RON BAILEY: Ugly Climate Models: The Intergovernmental Panel on Climate Change can’t explain the last 15 years.
The IPCC report acknowledges that almost all of the “historical simulations do not reproduce the observed recent warming hiatus.” Not to worry, it assures us; 15-year pauses just happen, and you can’t really expect the models to simulate such random natural fluctuations in the climate. Once this little slow-down passes, the report maintains, “It is more likely than not that internal climate variability in the near-term will enhance and not counteract the surface warming expected to arise from the increasing anthropogenic forcing” (emphasis in original). In other words, when the warm-up resumes temperatures will soar.
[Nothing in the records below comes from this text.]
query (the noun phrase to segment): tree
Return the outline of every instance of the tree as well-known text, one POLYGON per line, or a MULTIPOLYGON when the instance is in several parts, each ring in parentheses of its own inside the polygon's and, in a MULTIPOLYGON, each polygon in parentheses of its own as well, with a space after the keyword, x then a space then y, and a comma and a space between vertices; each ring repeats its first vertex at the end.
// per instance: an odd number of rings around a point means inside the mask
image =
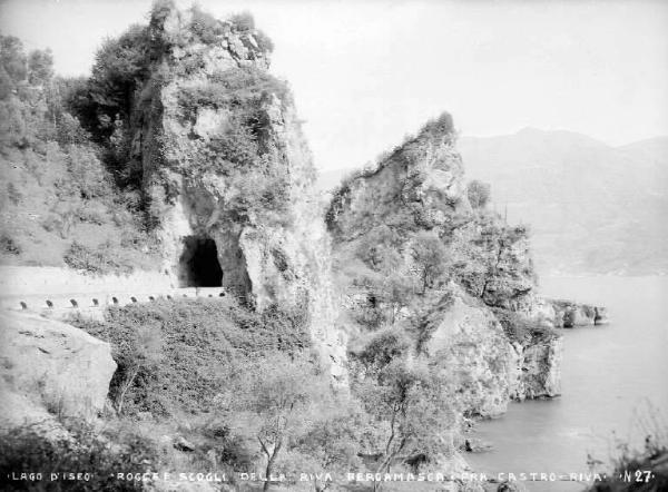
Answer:
MULTIPOLYGON (((363 381, 357 392, 364 395, 365 410, 377 430, 376 473, 387 473, 399 460, 452 451, 455 413, 449 404, 445 383, 431 367, 395 358, 375 381, 363 381)), ((374 482, 374 490, 380 486, 381 482, 374 482)))
POLYGON ((53 77, 53 55, 50 49, 35 50, 28 57, 28 81, 32 86, 48 83, 53 77))
POLYGON ((433 287, 445 272, 445 246, 434 232, 420 232, 415 235, 411 253, 422 283, 422 294, 433 287))
MULTIPOLYGON (((330 407, 318 409, 313 426, 295 445, 297 452, 310 457, 317 492, 331 485, 327 473, 344 474, 362 466, 358 436, 366 420, 366 414, 350 401, 336 400, 330 407)), ((299 472, 304 471, 302 466, 299 472)))
POLYGON ((466 186, 466 195, 469 197, 469 203, 473 208, 484 208, 490 200, 490 185, 480 181, 478 179, 473 179, 466 186))
POLYGON ((306 432, 310 425, 315 388, 323 387, 313 370, 304 361, 277 353, 239 375, 239 388, 234 392, 230 406, 239 412, 234 421, 245 421, 246 432, 254 434, 266 460, 264 491, 269 490, 276 460, 287 447, 288 439, 306 432))
POLYGON ((26 80, 28 68, 23 45, 19 38, 0 36, 0 67, 2 67, 13 86, 26 80))

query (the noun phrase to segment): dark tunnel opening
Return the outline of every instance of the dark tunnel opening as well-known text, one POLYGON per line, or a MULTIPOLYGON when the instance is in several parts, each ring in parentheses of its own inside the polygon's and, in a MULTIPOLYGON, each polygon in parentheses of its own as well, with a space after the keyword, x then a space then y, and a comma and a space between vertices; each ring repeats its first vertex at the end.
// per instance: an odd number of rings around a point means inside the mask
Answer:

John Christy, a climatologist at the University of Alabama in Huntsville, has come to a different conclusion. Christy compared the outputs for the tropical troposphere of 73 models used by the IPCC in its latest report with satellite and weather balloon temperature trends since 1979. “The tropics is so important,” Christy explains in an email message, “because that is where models show the clearest and most distinct signal of greenhouse warming-so that is where the comparison should be made (rather than say for temperatures in North Dakota). Plus, the key cloud and water vapor feedback processes occur in the tropics.”
When it comes to simulating the atmospheric temperature trends of the last 35 years, Christy found, all of the IPCC models are running hotter than the actual climate.
Well, that’s encouraging. Though actually, I’d prefer global warming to global cooling.